Juicers

Mar 17, 2005 09:58

So the papers recently have been going on and on about baseball, and its woes concerning performance enhancing drugs (commonly called steroids). It got me to thinking about game balance. While thinking about game balance is usually only the concern of hard-core "gamers" I think it is highly applicable to sports' "doping" issues. So, to my ( Read more... )

Leave a comment

Comments 4

qedrakmar March 17 2005, 08:36:55 UTC
Odds are low that much would make it into therapeutic research, but if it's only 1 percent of a 2 billion dollar upswing in revenue, I'm for it.

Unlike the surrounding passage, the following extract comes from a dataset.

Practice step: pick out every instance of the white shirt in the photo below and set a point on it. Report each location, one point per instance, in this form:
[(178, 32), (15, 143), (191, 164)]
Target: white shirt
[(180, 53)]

The downside is there could be any number of potential criminals taking them to enhance their mugging skills, etc... Now, police would have to be put on them to compensate, and it just spirals downhill until we're all shooting synthetic adrenaline into our eyeballs.

Besides, all juicers explode in 5 years...

Reply

creatrixx March 17 2005, 09:22:56 UTC
Odds are low that much would make it into therapeutic research, but if it's only 1 percent of a 2 billion dollar upswing in revenue
Well, the money is going to go to the drug companies and the vast majority of these companies (per capita) make various types of drugs, both thereputic and otherwise.

could be any number of potential criminals taking them to enhance their mugging skills
Not bloodly likely. If these drugs are being priced to sell to people like professional athletes, common criminals are not going to see them as a decent financial move... even without much thought they would just be too expensive. I'd be more worried about Joe Random frat boy who takes the drugs for college sports and ends up abusing their new found physical power. Not that college athletes don't already take performance enhancing drugs...

I really do agree with Dan and not just because I'm stuck with him and agreeing with him is a good thing for me to do. ;-)

Reply


creatrixx March 17 2005, 09:26:42 UTC
200 years ago they would have been considered giants or from some other sort of mutant race
Like your mom. But really what about the proffesional athletes of that time? The jousters. Think about those lances they had to weild. They probably would have been on steroids as well if given the option. ;-)

Reply


benana March 18 2005, 10:30:19 UTC
Athletes already have enough trouble with being different from normal people; I don't see how this would help things. Instead it would make it pretty much mandatory to take drugs with - at best - potentially harmful side effects. Even if the drug companies do start churning out their own varieties, well... let me say that as a past user of supposedly theraputic drugs, I am disappointed with the FDA's quality control. And there will always be cheaper, less safe varieties that will become easier to acquire and more popular as the demand trickles down, and people want to copy their idols, but are unable to afford the premium version.
I think that, like other celebrities, sports figures make such ridiculous amounts of money through a fluke of economics and macropsychology (if there is such a word)... but I don't know of a good way to fix it, either. I just think that their existence is an anomaly, and though your proposal would cut down on their numbers, and hopefully their popularity as well, it isn't really fair to them.